“Of Five Fears: Three of them Light” by Kelli Allen
Kelli Allen’s work has appeared in numerous journals and anthologies in the US and internationally. She is a four-time Pushcart Prize nominee and has won awards for her poetry, prose, and scholarly work. She served as Managing Editor of Natural Bridge and holds an MFA from the University of Missouri St. Louis. She currently teaches in the MFA program for Lindenwood University. Her full-length poetry collection, Otherwise, Soft White Ash, arrived from John Gosslee Books in 2012.
Why does being human seem to require a stubborn preference to remain unaware of ourselves?
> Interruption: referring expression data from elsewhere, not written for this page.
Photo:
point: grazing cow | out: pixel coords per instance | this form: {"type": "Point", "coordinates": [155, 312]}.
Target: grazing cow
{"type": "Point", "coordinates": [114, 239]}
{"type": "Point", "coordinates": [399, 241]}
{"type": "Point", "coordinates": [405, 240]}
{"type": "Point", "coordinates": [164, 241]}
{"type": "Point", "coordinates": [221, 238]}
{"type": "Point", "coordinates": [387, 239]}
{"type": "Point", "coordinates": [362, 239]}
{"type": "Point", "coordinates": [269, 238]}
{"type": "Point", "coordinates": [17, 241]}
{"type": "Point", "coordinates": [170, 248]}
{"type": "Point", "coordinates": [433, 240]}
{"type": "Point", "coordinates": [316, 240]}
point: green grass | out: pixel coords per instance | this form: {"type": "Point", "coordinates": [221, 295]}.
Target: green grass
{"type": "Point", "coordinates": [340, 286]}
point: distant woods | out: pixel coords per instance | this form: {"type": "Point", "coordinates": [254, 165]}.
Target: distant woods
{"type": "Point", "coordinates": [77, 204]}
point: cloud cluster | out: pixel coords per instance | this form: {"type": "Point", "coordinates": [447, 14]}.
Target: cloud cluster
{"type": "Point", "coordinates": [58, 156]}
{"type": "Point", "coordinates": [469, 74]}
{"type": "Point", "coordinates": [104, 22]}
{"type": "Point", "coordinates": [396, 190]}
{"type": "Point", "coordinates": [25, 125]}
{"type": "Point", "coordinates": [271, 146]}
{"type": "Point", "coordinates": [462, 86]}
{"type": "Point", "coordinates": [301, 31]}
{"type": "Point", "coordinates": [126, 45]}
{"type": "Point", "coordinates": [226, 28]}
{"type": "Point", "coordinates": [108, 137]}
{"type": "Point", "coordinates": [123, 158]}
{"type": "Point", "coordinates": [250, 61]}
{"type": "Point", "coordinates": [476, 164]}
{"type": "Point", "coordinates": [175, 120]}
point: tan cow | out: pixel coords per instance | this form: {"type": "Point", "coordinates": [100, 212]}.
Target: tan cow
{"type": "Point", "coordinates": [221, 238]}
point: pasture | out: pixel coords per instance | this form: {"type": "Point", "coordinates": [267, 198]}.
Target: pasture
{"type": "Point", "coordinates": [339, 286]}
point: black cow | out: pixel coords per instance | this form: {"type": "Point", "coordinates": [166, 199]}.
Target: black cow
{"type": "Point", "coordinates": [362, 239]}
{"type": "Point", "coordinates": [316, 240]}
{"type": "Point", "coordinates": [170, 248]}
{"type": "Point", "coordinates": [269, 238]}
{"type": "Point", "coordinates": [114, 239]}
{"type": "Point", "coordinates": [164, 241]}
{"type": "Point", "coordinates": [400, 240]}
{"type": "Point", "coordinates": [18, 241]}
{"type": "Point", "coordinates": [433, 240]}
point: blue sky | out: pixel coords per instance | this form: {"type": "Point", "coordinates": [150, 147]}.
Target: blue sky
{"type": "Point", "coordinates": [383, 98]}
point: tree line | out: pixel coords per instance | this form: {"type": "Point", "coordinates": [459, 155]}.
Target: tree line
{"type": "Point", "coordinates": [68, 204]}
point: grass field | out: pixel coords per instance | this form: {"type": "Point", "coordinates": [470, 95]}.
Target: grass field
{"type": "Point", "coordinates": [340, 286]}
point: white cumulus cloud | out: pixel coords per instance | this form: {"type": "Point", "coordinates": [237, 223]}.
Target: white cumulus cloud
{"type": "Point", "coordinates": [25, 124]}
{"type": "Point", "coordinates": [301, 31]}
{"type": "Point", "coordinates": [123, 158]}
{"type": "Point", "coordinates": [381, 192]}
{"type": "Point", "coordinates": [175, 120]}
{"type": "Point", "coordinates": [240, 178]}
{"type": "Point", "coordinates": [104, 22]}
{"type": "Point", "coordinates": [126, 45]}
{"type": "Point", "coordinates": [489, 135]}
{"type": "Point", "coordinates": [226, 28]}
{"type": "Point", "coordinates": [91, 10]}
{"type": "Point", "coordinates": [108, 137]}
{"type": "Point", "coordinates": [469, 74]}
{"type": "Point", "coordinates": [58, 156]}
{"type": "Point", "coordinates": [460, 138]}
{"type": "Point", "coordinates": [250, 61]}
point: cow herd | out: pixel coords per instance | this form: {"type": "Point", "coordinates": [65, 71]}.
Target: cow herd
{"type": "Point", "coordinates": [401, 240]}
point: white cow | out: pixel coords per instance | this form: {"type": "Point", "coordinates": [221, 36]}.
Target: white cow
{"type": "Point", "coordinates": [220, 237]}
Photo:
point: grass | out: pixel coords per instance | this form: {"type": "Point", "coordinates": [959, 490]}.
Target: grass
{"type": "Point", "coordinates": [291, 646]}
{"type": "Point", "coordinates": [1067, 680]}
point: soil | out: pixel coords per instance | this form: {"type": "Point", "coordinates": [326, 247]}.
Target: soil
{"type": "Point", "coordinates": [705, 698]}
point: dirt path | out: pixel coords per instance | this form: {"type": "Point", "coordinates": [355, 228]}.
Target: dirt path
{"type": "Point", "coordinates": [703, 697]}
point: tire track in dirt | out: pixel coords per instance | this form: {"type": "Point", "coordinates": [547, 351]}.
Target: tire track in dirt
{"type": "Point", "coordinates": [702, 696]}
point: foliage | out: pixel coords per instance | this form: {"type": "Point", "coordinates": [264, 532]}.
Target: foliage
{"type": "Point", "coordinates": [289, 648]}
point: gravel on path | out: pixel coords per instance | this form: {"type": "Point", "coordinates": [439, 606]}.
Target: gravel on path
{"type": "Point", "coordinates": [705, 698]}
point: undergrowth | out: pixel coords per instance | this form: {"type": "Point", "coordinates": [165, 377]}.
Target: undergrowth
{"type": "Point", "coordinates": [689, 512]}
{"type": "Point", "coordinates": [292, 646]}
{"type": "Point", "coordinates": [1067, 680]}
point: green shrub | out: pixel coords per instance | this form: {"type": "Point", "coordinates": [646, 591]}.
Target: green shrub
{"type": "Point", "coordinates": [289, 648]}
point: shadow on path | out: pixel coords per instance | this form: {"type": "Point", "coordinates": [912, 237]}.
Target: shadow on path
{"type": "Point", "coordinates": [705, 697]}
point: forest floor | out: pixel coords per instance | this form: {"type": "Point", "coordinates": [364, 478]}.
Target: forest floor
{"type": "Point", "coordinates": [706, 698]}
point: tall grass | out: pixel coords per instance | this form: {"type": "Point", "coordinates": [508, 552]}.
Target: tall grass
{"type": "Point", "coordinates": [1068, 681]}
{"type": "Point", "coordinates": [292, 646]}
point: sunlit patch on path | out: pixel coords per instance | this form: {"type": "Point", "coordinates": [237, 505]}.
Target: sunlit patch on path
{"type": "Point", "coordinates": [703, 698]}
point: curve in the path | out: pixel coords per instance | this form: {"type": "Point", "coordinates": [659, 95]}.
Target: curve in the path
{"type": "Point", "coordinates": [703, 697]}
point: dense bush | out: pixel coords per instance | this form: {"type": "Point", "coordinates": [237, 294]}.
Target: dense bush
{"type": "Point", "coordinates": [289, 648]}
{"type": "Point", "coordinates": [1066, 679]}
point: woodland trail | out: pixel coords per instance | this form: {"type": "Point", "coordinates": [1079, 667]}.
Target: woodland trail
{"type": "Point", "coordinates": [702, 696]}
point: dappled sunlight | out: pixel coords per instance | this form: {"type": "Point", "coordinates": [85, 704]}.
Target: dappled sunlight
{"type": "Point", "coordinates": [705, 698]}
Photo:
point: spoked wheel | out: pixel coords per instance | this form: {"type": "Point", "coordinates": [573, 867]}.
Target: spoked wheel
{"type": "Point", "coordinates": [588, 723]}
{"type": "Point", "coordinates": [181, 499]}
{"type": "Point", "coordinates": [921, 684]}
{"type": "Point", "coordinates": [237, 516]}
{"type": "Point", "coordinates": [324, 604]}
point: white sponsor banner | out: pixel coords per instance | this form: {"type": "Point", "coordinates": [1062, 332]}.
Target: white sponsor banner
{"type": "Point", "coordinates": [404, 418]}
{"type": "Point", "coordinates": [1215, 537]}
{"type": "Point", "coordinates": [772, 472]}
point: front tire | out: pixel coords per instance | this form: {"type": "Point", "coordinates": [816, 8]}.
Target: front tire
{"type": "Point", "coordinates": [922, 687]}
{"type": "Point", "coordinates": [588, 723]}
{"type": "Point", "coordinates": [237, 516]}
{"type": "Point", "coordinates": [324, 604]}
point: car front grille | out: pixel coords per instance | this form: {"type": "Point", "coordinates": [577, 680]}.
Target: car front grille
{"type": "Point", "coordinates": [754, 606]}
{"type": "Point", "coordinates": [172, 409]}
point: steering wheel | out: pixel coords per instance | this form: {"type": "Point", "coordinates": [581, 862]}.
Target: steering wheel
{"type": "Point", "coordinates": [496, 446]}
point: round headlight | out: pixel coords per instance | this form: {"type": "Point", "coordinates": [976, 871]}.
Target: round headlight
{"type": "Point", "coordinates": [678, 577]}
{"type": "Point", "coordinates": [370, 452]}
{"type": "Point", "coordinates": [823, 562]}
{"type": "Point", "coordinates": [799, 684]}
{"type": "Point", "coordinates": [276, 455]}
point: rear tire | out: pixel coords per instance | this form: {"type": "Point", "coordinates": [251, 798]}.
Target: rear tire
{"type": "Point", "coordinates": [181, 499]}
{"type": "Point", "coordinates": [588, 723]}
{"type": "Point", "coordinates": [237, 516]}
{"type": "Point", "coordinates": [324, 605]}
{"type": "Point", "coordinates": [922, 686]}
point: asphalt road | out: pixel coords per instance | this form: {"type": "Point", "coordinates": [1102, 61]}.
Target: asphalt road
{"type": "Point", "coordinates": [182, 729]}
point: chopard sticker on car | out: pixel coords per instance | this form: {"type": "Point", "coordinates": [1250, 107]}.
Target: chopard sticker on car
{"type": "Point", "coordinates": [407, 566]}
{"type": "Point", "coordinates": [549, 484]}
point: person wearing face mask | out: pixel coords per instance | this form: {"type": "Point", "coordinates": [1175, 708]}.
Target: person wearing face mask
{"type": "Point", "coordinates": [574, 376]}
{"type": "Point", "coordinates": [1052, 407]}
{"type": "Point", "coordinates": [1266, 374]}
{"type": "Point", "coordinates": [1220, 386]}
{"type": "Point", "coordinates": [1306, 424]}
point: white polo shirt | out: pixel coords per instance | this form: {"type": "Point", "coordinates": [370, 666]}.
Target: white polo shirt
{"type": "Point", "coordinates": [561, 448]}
Allen knows we’d rather not be illuminated, that the shadows are more comfortable because the low light is more forgiving. If we stay in the shadows, we don’t have to “see a wing, feel/ a ripped feather.” A very old idea, indeed, but with a twist this time: the poem’s own self-awareness. Overlaid on the light and shadow is the speaker’s frustration with cliché. She’s a writer, for sure, and not happy about having to use an overworked set of words. But they are the right words, the best words to express this idea. And so the speaker’s grudging lexicon is a reflection of the force exerted by the “bloated” sun to make her really see.
A poem about light should cast a shadow. Not toward the right – that would be too similar to traditional italic. Toward the left, then, the whole poem pulling against its italicized fears: “shadows, light, darkening.” To take the shear and remain legible, the typeface needed to be sans serif and have evenly weighted strokes. Futura’s solid, unfussy letterforms hang together in a cool, dark swath.